Die erwartete Investitionsbereitschaft auf Seiten der Felgenhersteller blieb aber weitgehend aus, weil die Anzahl potenzieller Räder pro einzelnem Kunden eben zu gering war und sich herauskristallisiert hatte: Die Felgenhersteller verfügen gewiss über reichlich Gieß- und Schmiede-Know-how, in der Bearbeitung treten noch am seltensten Probleme auf und beim Lackieren haben sie Partner beim Anlagenbau bzw. in der Lackindustrie, die schon ein ureigenes Interesse haben, dass der Anschluss an die (übrigens sehr schnelle) Entwicklung in diesem Bereich nicht verloren geht. Also ist dem erklärten „Nicht-Räder-Mann“ Rätz die Rolle des Dienstleisters in den Schoß gefallen. Wobei sich in seinem Metier des Gleitschleifens auch andere Unternehmen tummeln, aber keines, das sich bislang so intensiv des Produktes Aluminiumfelge angenommen hat. So weiß man heute bei der R2 Felgenveredelung schon sehr genau, welche Geometrien von Schleifkörpern in welchem Mischungsverhältnis am ehesten zu befriedigenden Erfolgen führen, das heißt, das die Oberflächen der Aluminiumräder besonders gleichmäßig, eben und von besonderem Glanz sind. Der : „Eine Anforderung unserer Kunden ist, dass die Räder nicht nur alle wunderbar glänzen, sondern auch die Sicherstellung einer hundertprozentig reproduzierbaren Qualität.“
Die R2 Felgenveredelung ist in diese Nische gewissermaßen „reingerutscht“, weil Felgenhersteller Bedarf angemeldet hatten und in diesem Marktsegment bislang niemand strategisch ausgerichtete Industrieentwicklungen durchgeführt hatte.
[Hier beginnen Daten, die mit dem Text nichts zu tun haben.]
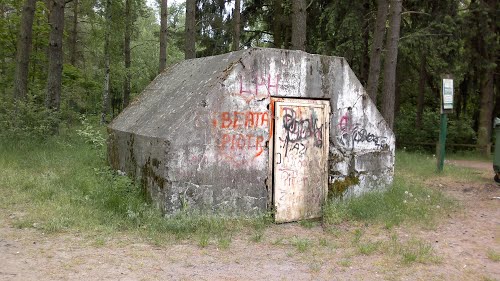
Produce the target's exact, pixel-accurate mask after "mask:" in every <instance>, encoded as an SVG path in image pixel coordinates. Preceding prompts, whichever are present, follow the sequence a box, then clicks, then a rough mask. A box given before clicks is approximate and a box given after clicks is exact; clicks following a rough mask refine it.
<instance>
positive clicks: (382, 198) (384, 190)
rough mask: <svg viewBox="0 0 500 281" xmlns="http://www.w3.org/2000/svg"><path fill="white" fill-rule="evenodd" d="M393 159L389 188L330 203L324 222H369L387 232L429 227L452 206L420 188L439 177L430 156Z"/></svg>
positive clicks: (398, 152) (327, 209)
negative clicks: (394, 228)
mask: <svg viewBox="0 0 500 281" xmlns="http://www.w3.org/2000/svg"><path fill="white" fill-rule="evenodd" d="M396 155H397V157H396V175H395V178H394V182H393V184H392V186H390V187H389V188H388V189H387V190H384V191H381V192H372V193H367V194H363V195H362V196H360V197H355V198H350V199H346V200H333V201H330V202H329V203H327V204H326V205H325V207H324V222H325V223H326V224H327V225H334V224H339V223H341V222H344V221H349V220H355V221H372V222H379V223H383V224H385V226H386V227H388V228H390V227H392V226H394V225H400V224H401V223H403V222H414V223H420V224H422V225H428V226H429V225H430V226H432V225H433V224H434V223H435V219H436V218H438V217H439V214H442V213H445V212H448V211H449V210H451V209H453V208H454V207H455V206H456V204H457V203H456V201H454V200H452V199H450V198H449V197H447V196H445V195H444V194H443V193H442V192H440V191H437V190H435V189H431V188H427V187H425V186H424V180H426V179H429V178H432V177H438V176H439V175H437V174H436V170H435V164H434V163H435V161H432V159H429V157H430V156H426V155H423V154H415V153H406V152H398V153H397V154H396ZM451 169H452V171H453V168H451Z"/></svg>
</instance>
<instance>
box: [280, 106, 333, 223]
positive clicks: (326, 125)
mask: <svg viewBox="0 0 500 281" xmlns="http://www.w3.org/2000/svg"><path fill="white" fill-rule="evenodd" d="M274 109H275V112H274V190H273V192H274V193H273V197H274V207H275V211H276V213H275V221H276V222H289V221H297V220H302V219H309V218H317V217H320V216H321V208H322V205H323V203H324V202H325V200H326V195H327V190H328V173H327V165H328V149H329V138H328V132H329V114H330V104H329V102H328V101H324V100H299V99H280V101H276V102H275V103H274Z"/></svg>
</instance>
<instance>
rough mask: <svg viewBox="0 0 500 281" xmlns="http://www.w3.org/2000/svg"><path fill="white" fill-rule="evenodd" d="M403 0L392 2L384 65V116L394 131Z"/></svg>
mask: <svg viewBox="0 0 500 281" xmlns="http://www.w3.org/2000/svg"><path fill="white" fill-rule="evenodd" d="M402 2H403V0H391V8H390V10H391V19H390V24H389V31H388V32H387V43H386V44H387V56H386V58H385V63H384V85H383V91H382V93H383V95H382V116H384V118H385V121H386V122H387V124H388V125H389V127H390V128H391V129H392V128H393V126H394V100H395V90H396V66H397V62H398V42H399V32H400V28H401V10H402V6H403V3H402Z"/></svg>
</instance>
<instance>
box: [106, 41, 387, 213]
mask: <svg viewBox="0 0 500 281" xmlns="http://www.w3.org/2000/svg"><path fill="white" fill-rule="evenodd" d="M108 132H109V139H108V159H109V162H110V165H111V166H112V167H113V168H114V169H117V170H121V171H123V172H125V173H127V174H128V175H129V176H131V177H134V178H136V179H140V180H141V181H142V183H143V184H144V187H145V188H146V189H147V191H148V193H149V194H150V195H151V198H152V199H153V201H154V202H155V203H156V204H157V205H158V206H159V207H160V208H161V209H162V210H163V211H164V212H165V213H166V214H172V213H176V212H178V211H179V210H181V209H183V208H186V207H187V208H190V209H196V210H201V211H209V212H215V213H221V212H222V213H231V214H246V215H251V214H254V213H261V212H265V211H267V210H274V212H275V219H276V221H278V222H285V221H293V220H300V219H305V218H313V217H318V216H320V215H321V205H322V204H323V202H324V201H325V200H326V198H327V196H341V197H348V196H353V195H359V194H361V193H363V192H366V191H370V190H374V189H380V188H383V187H384V186H386V185H387V184H390V183H391V182H392V179H393V175H394V143H395V139H394V134H393V132H392V131H391V130H390V128H389V127H388V126H387V124H386V122H385V120H384V119H383V118H382V116H381V115H380V113H379V112H378V111H377V109H376V106H375V105H374V104H373V102H372V101H371V100H370V98H369V97H368V95H367V94H366V92H365V91H364V89H363V86H362V85H361V83H360V82H359V81H358V79H357V78H356V77H355V75H354V73H353V72H352V70H351V69H350V67H349V65H348V64H347V62H346V61H345V59H343V58H340V57H327V56H320V55H312V54H307V53H305V52H302V51H291V50H279V49H263V48H253V49H248V50H242V51H238V52H232V53H228V54H223V55H219V56H213V57H205V58H198V59H192V60H187V61H183V62H181V63H179V64H176V65H174V66H172V67H171V68H169V69H168V70H167V71H165V72H163V73H161V74H160V75H158V76H157V77H156V78H155V80H154V81H153V82H151V84H150V85H149V86H148V87H147V88H146V89H145V90H144V92H143V93H142V94H141V95H140V96H139V97H138V98H137V99H136V100H135V101H134V102H133V103H132V104H131V105H129V106H128V107H127V108H126V109H125V110H124V111H123V112H122V113H121V114H120V115H119V116H118V117H117V118H115V120H114V121H113V122H112V123H111V124H110V125H109V127H108Z"/></svg>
Aus der Anfangskapazität von 700 bis 800 Rädern wöchentlich (je größer die Dimensionen, desto geringer wird die Kapazität) sind aufgrund einer in 2004 begonnenen Ausbaustufe rund 70.000 geworden (in 2006 wurden – Stichtag 31.7. – bislang 30.000 Räder „poliert), rund 3,5 Millionen Euro wurden dazu in den letzten zwei, drei Jahren investiert. Und Automobil- sowie Räderhersteller ermutigen Rätz und sein Team, eine weitere Ausbaustufe folgen zu lassen. Der allerdings zögert, weil er sich nicht in die Abhängigkeit von wenigen Großaufträgen bringen lassen möchte und sucht daher bei Unternehmen des Ersatzmarktes und besonders bei Tunern nach einer überhaupt noch nicht erschlossenen Kundenklientel. Diversen Kleinserienaufträgen wäre er vielleicht sogar eher zugeneigt, als das immer gleiche Rad für ein Fahrzeugmodell zu polieren. Wie das Polieren von exklusiven Erstausrüstungsrädern (zum Beispiel für Bugatti) oder für „Showcars“ in der Vergangenheit gezeigt hat, liegen bei Kleinserien genügend Chancen, jetzt hat R2 sogar ein Projekt mit einem Reifenhersteller gestartet, der den Tuningmarkt mit seinen Ideen befruchten möchte. Möglich dass aus dem Projekt ein gemeinsames Tuning-Komplettrad wird, das R2 auch als etwas „Eigenes“ betrachten kann. Dann würde das Unternehmen aus der Ecke des Lohndienstleisters ausbrechen.